März 1945 - 04.05.1949
- Eigentümer*in: Generalverwaltung der Oberrheinischen Museen, Straßburg
Ein Brief vom 27.02.1945 legt nahe, dass die Anfänge der Ankaufsbemühungen schon auf August 1944 zurückgehen. [1]
Aus einem Schreiben von Jan Lauts an den Verkäufer Wanner-Brandt geht hervor, dass der Ankauf der Kunsthalle nach alliierter Nachkriegsgesetzgebung unter Vorbehalt geschah: »Auf Ihren Brief vom 12. d. M. möchte ich Ihnen mitteilen, dass mir Ltd. Ford eine schriftliche Ermächtigung gab, die beiden, der Kunsthalle gehörigen Bilder bei Ihnen abzuholen [...]. Mündlich sagte er mir dazu, dass der Vorbehalt mit der Erwerbung aus besetztem Gebiet oder jüdischem Besitz natürliche bestehen bleibe und durch diese Ermächtigung nicht berührt werde.« [2]
Quelle:- [1] Dr. Rudolf Schnellbach an das Badische Ministerium des Kultus und Unterrichts, 27.02.1945, in: LABW, GLAK 441 Zug. 1981/70, Nr. 378.
- [2] Jan Lauts an Otto Wanner-Brandt, 14.08.1946, in: LABW, GLAK 441 Zug. 1981/70, Nr. 378.
- [3] Staatliche Kunsthalle Karlsruhe, Inventarkarte Nr. 2234.
- [4] Generallandesarchiv Karlsruhe: Kunst-Inventar der Generalverwaltung der Oberrheinischen Museen 1943, G 206/207, in: LABW, GLAK 441 Zug. 1981/70, Nr. 379.
- [5] Inventar der Generalverwaltung der Oberrheinischen Museen Strassburg, Nr. 599/600, in: Staatliche Kunsthalle Karlsruhe.
ab 04.05.1949
- Eigentümer*in: Staatliche Kunsthalle Karlsruhe
- [1] Staatliche Kunsthalle Karlsruhe, Inventarkarte Nr. 2234.

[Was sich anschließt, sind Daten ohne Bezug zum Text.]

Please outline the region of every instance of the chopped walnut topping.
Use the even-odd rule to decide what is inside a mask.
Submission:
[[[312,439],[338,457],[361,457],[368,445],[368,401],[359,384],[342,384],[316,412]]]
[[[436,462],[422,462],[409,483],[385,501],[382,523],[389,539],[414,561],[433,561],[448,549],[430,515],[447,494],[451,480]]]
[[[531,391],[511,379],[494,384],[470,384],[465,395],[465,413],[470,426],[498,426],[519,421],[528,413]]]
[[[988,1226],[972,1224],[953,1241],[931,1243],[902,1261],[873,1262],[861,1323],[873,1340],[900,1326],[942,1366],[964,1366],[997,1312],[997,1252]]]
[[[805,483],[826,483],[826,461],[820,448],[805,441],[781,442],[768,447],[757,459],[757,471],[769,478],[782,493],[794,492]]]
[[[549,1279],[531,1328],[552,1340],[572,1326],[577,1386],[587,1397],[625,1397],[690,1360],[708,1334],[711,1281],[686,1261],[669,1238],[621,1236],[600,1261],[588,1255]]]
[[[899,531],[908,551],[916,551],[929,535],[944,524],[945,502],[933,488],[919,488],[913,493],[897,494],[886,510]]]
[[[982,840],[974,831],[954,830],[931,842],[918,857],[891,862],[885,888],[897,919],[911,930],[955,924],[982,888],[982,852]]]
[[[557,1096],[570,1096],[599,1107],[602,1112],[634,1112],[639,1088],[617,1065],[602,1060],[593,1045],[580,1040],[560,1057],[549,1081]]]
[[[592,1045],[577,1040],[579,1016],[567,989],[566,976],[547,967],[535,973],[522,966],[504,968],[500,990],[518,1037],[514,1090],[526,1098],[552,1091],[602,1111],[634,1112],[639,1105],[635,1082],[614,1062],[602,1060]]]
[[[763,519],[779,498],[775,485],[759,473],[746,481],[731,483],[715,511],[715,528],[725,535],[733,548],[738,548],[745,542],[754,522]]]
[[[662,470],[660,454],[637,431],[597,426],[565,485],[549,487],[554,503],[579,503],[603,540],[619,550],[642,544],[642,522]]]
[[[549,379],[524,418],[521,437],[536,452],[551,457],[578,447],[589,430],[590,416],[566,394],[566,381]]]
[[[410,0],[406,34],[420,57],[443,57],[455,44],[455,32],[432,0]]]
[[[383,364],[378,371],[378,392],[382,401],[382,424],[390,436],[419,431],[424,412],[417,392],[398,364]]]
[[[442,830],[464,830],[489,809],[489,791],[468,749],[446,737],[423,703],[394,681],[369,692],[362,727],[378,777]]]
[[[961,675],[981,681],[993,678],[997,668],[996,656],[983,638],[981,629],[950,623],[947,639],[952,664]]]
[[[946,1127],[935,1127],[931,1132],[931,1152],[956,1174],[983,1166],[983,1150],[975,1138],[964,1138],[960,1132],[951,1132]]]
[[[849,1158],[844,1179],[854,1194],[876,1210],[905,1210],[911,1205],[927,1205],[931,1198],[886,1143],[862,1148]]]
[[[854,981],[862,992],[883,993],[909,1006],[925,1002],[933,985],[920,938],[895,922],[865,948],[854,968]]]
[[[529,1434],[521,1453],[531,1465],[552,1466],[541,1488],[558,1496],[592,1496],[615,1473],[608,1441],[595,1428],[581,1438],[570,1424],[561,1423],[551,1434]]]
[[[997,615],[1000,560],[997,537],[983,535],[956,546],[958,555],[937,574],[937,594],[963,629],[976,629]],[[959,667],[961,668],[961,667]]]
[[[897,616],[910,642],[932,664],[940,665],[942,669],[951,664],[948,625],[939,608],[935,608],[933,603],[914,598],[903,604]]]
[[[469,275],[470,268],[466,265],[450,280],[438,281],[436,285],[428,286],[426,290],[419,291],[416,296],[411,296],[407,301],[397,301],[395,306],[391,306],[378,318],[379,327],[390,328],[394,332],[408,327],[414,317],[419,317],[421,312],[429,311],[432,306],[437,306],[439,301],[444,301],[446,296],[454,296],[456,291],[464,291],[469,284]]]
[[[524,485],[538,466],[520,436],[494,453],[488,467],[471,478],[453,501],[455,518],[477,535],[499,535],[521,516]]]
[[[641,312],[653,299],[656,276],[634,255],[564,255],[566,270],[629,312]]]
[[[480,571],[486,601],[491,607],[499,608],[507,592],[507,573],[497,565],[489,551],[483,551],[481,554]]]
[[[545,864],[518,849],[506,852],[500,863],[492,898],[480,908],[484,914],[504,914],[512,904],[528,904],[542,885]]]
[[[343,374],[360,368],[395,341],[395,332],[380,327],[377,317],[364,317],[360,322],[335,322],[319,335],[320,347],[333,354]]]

Jan Lauts, Slg. Kat. Karlsruhe 1966, S. 120-121: „Die beiden Tafeln sind Teile von Flügeln eines Altars, dessen bildliche Thematik durch die Gegenüberstellung von Sündenfall und Erlösung bei besonderer Betonung der Vermittlerrolle Marias bestimmt gewesen sein wird; in Nr. 2235 erscheint Maria als „porta paradisi“ (Lit. Vetter, 1954; frdl. Hinweis Dr. F. Fischer, Heidelberg, 28.10.1963). Vgl. zu diesem Thema ausführlich E. Guldan (Lit. 1966), zur Mariensymbolik in den hier dargestellten Pflanzen (Veilchen = humilitas Mariae, Maßlieb und Erdbeeren als Blumen der Seligen) auch L. Behling (Lit. 1964).
Die in ihrer Oberfläche nicht mehr gut erhaltene Malerei zeichnete sich ursprünglich durch betonte Kostbarkeit aus: in größeren Flächen ist Gold an der Paradiespforte und (heute oxydiertes) Silber an den Paradiesmauern verwendet; die gedämpfte Farbigkeit stellt blasses Rot gegen graues Inkarnat und grünlichgraue Töne in der Landschaft.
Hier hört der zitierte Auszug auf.